Leading disability charity Scope has warned of a "cruel" narrative around people with disabilities claiming benefits. (Alamy)
Leading disability charity Scope has expressed concern about a "cruel narrative" on disability benefit claimants, warning the government against "linking benefits with crime".
In May, work and pensions secretary Mel Stride shared a video of himself on Twitter of a raid to catch benefit "fraudsters" wearing a stab-proof vest with the letters "DWP" [Department for Work and Pensions] emblazoned on it.
"Gangs stealing from the taxpayer are also stealing from the most vulnerable and we have a very simple message - don't, because we will catch up with you," said Stride.
"I joined DWP investigators and West Yorkshire Police on a recent dawn raid on suspected fraudsters."
The department said the raid was concerning £1m of benefit fraud, pledging to crack down on "criminal gangs".
The government has since announced an additional £900m to target benefit fraud. "People need to know that we will catch up with them if they do these kinds of things," Stride told The Mail on Sunday. "And if you're thinking about defrauding the DWP, then don't, because we will find you and you will face justice."
But there is concern among disability campaigners that Stride's heavy focus on benefit fraud conflates a criminal minority with all benefit claimants, and could create unnecessary stigma against those who are entitled to the payments.
Alison Kerry, head of communications at disability equality charity Scope told PoliticsHome she felt that ministers attending raids and linking benefits with crime is worsening public attitudes towards disabled benefit claimants.
"Scope has found 3 in 4 disabled people have experienced negative public attitudes and it’s coverage like this that can fuel hatred and misunderstanding," Kerry said.
"We’ve recently seen an uptick in the linking of benefits with crime, including Ministers posing at ‘raids’ in uniform. What’s even more disheartening, is that we’ve been here before.
"After 2010, the public was softened up for stringent welfare cuts with numerous lurid benefit fraud cases on our screens.
"The fear is that we’re starting to see the same pattern return. One in four of us is disabled, and it’s time that we fully fund and recognise the benefits our welfare system brings to society."
Kerry added that benefits serve a "vital function in society" for those who need them.
"Like the NHS they are a vital service that any of us might need to call on at any time in life," she continued.

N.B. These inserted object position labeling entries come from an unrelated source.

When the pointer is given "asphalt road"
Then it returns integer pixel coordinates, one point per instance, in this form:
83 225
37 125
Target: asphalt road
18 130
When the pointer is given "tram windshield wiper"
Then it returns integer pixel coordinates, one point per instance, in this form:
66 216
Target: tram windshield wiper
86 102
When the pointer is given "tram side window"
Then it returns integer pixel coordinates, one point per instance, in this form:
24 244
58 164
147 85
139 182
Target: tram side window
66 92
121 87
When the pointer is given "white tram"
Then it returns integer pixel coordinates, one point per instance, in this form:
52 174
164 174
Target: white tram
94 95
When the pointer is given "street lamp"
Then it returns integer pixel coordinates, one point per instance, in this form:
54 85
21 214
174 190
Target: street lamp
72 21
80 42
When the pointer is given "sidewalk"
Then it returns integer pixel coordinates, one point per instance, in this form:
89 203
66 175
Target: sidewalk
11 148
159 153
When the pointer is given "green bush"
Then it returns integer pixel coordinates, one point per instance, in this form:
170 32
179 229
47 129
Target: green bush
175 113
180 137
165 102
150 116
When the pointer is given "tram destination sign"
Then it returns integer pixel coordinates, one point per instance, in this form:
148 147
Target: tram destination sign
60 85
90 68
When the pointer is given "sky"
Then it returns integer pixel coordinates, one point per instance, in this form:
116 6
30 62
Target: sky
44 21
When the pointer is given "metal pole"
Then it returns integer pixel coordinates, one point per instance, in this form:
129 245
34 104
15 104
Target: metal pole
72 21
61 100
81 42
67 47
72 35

"Painting disabled people claiming benefits as lazy or a burden on the taxpayer is dangerous and destructive."
In 2020/21, the DWP lost £8.4bn to fraud and error. In the same period, HM Revenue and Customs (HMRC) saw a £32bn deficit in tax owed and tax paid.

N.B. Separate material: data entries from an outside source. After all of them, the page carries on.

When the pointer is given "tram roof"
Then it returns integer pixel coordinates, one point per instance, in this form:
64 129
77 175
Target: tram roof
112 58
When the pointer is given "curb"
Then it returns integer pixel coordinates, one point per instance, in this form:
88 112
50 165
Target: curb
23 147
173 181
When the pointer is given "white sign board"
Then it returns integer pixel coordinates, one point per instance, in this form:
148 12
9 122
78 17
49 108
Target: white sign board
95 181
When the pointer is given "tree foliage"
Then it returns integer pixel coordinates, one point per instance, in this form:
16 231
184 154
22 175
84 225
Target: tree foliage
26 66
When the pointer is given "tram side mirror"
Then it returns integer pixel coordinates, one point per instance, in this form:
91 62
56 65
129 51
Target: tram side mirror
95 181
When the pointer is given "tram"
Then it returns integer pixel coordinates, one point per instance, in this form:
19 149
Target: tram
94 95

Labour MP Stephen Timms, Chair of the crossparty work and pensions committee, told PoliticsHome he believed the government had an issue with getting "the tone" right while discussing disability benefits.

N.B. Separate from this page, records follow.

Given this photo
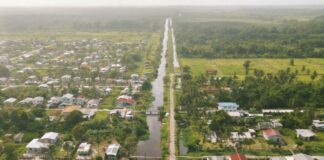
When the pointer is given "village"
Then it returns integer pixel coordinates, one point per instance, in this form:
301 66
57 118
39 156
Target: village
66 87
237 133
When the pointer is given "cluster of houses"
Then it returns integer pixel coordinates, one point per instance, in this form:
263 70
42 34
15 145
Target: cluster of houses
238 156
41 147
269 129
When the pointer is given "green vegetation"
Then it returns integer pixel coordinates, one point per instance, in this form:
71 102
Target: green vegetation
234 67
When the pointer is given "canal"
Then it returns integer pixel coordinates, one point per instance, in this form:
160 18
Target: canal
151 147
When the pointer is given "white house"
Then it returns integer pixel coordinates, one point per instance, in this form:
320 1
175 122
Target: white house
228 106
112 151
50 138
318 124
36 147
66 78
272 134
10 101
84 151
305 134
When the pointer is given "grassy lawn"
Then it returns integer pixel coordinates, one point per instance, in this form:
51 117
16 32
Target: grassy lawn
103 115
227 67
109 101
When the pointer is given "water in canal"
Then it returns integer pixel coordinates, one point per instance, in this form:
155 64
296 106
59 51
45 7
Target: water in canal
151 147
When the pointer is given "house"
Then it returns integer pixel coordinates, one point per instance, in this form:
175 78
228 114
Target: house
277 158
69 109
269 111
301 156
318 124
76 79
35 147
272 134
112 151
305 134
26 101
238 137
212 137
49 138
84 151
270 124
107 91
211 71
228 106
67 99
43 86
216 158
54 102
80 100
134 76
10 101
88 113
93 103
124 101
18 137
234 114
38 100
237 156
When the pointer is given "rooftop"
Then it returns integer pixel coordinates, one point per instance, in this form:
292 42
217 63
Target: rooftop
305 132
50 135
112 149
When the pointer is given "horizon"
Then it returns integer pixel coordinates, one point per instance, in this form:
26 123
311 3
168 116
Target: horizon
155 3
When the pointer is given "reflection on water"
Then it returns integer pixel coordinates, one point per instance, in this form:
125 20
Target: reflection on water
151 147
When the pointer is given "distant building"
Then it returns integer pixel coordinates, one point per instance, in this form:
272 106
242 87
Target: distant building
306 134
228 106
124 101
18 137
212 137
93 103
112 152
84 151
50 138
69 109
318 124
88 113
237 156
10 101
272 134
35 147
301 156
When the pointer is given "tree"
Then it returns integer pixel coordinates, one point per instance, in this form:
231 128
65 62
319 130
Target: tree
68 147
299 142
292 62
9 152
4 71
314 75
246 66
98 157
147 86
78 131
72 119
303 68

"They introduced a new strategy for disabled people a couple of years ago, it was found in the courts to be illegal, because they failed to consult with disabled people properly," he explained.
"I think that is a reflection of exactly this problem that the government find it very, very difficult to communicate properly with people who are out of work because of disability."
He also highlighted that the work and pensions committee is currently in the process of exploring whether social security benefits are high enough.
"We are carrying out an inquiry on the level of benefit, and we will be looking at the level of which disability benefits have been set," said Timms.
A DWP spokesperson said: “Our welfare system provides a strong safety net for millions of disabled people – making sure they get the benefits they are entitled to while helping thousands into work.
“But it is vital that we deter fraudsters who last year stole £8.6 billion from the welfare system and the people who needed it most.”